After the U.S. presidential election in 2016, Manner became concerned about the country’s support for science. “I started to look at how to make a documentary that explains why it makes sense to use this cost-effective, efficient scientific model to be able to do research,” says Manner, who enjoys writing and always wanted to try out the medium of film to tell a story.

“I felt it was really important to get the message out. It was very much a passion project,” says Manner, senior vice president of regulatory affairs for Englewood, Colorado-based EchoStar Corp., working out of the company’s subsidiary office in Germantown.

Since she was new to filmmaking, Manner hired a screenwriter, story editor, associate producer and production company to put together the documentary. As the director and executive producer, she spent nights and weekends working on the 10-minute film, which can be viewed for free at zebrafishfilm.org. Manner plans to show it at film festivals and scientific meetings.

Zebrafish, which have most of the same organs, tissues and cells as humans, are being used in experiments to treat a range of medical conditions. Courtesy photo.

 

The film explains how mice are commonly used in drug testing, but zebrafish are less expensive, smaller and easier to observe in a lab. It costs 90 cents a day to keep five mice in a cage, compared with 6.5 cents a day for 70 zebrafish in a tank. Also, mice produce about 300 offspring in a lifetime, while zebrafish produce 9,000. Because zebrafish embryos are transparent, researchers can observe directly how drugs impact their organs, rather than having to get a tissue sample.
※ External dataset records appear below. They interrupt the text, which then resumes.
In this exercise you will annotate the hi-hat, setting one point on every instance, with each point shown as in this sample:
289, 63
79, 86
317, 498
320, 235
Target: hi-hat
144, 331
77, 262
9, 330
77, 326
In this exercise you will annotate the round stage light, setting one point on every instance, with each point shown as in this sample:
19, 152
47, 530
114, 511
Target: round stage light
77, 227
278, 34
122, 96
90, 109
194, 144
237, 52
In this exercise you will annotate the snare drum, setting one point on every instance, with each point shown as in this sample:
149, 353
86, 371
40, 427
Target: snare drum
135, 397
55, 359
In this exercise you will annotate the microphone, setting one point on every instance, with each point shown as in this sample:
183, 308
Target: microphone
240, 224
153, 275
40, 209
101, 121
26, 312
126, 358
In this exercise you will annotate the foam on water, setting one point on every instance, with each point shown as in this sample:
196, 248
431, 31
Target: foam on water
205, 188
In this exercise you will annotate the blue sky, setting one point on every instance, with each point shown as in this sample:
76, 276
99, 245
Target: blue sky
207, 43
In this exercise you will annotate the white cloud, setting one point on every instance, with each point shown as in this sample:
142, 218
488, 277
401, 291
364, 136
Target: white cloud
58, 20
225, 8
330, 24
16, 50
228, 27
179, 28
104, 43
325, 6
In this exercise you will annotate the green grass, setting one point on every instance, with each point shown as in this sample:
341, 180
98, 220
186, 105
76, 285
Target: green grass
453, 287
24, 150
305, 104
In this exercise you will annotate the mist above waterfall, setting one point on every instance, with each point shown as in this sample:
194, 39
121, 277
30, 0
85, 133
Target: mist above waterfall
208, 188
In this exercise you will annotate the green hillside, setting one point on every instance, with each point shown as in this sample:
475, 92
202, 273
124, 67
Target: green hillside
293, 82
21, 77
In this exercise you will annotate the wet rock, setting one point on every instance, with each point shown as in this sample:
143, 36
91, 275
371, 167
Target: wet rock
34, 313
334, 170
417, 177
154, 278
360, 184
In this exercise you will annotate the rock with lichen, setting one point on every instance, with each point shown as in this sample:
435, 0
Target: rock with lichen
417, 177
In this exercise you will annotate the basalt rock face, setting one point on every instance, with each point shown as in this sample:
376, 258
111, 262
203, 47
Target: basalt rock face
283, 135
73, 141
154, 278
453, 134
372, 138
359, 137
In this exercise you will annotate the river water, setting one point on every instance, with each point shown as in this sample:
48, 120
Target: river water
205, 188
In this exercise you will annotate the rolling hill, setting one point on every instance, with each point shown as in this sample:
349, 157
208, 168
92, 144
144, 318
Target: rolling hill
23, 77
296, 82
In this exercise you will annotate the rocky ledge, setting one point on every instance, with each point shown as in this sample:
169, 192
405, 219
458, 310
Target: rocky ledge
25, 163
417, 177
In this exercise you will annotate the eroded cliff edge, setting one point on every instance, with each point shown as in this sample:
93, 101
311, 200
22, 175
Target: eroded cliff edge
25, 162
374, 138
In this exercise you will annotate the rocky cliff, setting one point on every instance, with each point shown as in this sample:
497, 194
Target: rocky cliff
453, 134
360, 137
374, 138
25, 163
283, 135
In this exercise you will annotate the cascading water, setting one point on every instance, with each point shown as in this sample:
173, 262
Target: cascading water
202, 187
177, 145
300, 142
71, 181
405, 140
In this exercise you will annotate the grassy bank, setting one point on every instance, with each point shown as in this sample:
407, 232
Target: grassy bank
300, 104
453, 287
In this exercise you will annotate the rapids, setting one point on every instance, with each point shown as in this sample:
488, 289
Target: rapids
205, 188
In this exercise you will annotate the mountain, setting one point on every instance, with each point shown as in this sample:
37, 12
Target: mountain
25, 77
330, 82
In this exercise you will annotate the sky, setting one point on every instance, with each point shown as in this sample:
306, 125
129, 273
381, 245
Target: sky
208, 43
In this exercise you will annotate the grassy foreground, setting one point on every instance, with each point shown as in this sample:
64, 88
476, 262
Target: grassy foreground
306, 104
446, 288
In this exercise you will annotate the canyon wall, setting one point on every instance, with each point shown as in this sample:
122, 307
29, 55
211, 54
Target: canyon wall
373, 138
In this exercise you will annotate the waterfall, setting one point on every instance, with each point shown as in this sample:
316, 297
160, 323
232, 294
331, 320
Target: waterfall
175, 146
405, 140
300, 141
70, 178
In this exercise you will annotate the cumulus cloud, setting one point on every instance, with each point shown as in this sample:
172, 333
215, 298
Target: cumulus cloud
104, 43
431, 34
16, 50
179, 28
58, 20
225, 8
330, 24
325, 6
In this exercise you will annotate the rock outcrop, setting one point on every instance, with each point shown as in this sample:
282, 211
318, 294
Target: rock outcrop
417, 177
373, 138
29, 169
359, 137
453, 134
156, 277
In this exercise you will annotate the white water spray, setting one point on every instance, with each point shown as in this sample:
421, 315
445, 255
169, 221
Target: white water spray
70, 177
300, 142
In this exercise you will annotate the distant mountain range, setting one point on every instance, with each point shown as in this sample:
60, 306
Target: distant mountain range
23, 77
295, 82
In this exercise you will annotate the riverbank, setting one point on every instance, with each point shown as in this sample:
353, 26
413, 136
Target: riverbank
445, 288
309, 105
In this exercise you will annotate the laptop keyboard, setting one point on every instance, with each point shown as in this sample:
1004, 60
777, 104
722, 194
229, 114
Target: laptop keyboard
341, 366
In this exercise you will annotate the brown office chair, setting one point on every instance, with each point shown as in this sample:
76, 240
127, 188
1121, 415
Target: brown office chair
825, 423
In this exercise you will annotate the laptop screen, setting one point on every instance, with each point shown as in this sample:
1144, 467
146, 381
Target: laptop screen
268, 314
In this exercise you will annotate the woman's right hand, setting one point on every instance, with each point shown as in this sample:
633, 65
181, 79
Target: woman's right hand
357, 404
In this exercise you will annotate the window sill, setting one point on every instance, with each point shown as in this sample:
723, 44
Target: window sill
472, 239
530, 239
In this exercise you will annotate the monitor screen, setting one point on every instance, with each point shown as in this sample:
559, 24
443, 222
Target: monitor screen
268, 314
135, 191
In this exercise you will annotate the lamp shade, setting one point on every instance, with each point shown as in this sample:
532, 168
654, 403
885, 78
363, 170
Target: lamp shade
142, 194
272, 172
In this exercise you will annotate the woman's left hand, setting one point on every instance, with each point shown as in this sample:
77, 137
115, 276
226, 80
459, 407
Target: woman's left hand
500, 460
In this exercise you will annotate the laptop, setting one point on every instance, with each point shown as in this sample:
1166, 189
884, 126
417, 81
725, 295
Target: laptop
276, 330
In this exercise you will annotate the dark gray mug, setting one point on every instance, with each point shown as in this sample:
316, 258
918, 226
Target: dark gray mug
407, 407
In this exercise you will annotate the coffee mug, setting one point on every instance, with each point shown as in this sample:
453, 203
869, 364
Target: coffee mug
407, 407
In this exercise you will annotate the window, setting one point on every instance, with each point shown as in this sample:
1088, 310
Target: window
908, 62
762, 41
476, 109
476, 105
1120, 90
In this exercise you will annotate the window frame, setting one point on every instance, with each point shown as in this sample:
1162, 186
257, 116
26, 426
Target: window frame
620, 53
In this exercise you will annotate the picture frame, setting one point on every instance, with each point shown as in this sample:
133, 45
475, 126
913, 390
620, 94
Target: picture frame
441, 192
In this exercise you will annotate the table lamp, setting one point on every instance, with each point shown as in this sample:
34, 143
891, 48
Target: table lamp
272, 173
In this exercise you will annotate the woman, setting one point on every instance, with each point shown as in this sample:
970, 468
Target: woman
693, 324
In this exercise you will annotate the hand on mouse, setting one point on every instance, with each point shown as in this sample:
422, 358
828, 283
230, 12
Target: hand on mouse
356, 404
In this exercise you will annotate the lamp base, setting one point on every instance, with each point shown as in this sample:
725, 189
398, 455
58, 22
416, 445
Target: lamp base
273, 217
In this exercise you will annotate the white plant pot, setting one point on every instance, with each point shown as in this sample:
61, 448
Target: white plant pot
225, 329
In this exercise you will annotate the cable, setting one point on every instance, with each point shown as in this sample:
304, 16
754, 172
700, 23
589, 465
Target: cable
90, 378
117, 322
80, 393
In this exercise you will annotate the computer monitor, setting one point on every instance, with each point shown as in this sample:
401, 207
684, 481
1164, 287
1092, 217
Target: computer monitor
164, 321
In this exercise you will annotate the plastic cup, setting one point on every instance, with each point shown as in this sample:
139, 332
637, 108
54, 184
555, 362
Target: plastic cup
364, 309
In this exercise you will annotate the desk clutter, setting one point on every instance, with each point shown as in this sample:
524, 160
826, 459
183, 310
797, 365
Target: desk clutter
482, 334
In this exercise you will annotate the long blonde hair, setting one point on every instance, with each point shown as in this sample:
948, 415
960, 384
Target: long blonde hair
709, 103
Although fish don’t seem closely related to humans, they are vertebrates, and gene sequencing has revealed that humans and zebrafish share 70 percent of the same genes. Manner wants scientists to consider zebrafish as a low-cost, high-volume way of figuring out which drugs have the potential to move to the next level of testing and development.

Cancer, diabetes, addiction, Alzheimer’s disease, heart disease, Parkinson’s disease, epilepsy and autism are all being studied with the help of zebrafish. “It’s quite a remarkable organism,” says Dr. Leonard Zon, director of the stem cell program at Boston Children’s Hospital and the Grousbeck Professor of Pediatric Medicine at Harvard Medical School, referring to zebrafish in the documentary. “We have learned amazing things about organ development from the zebrafish. We also have found new genes that cause human disease, and found new therapies that can be used to treat patients with diseases.”

The documentary was shown at the Hollywood International Independent Documentary Film Festival and Austin Spotlight Film Festival in March, and is slated for the Mediterranean Film Festival in Syracuse, Italy, in June. As the word gets out, Manner is optimistic that acceptance of the model will lead to scientific advances. “We are trying to educate,” she says. “It’s not that fish are better than frogs or better than mice, it’s that they should certainly be part of the equation.”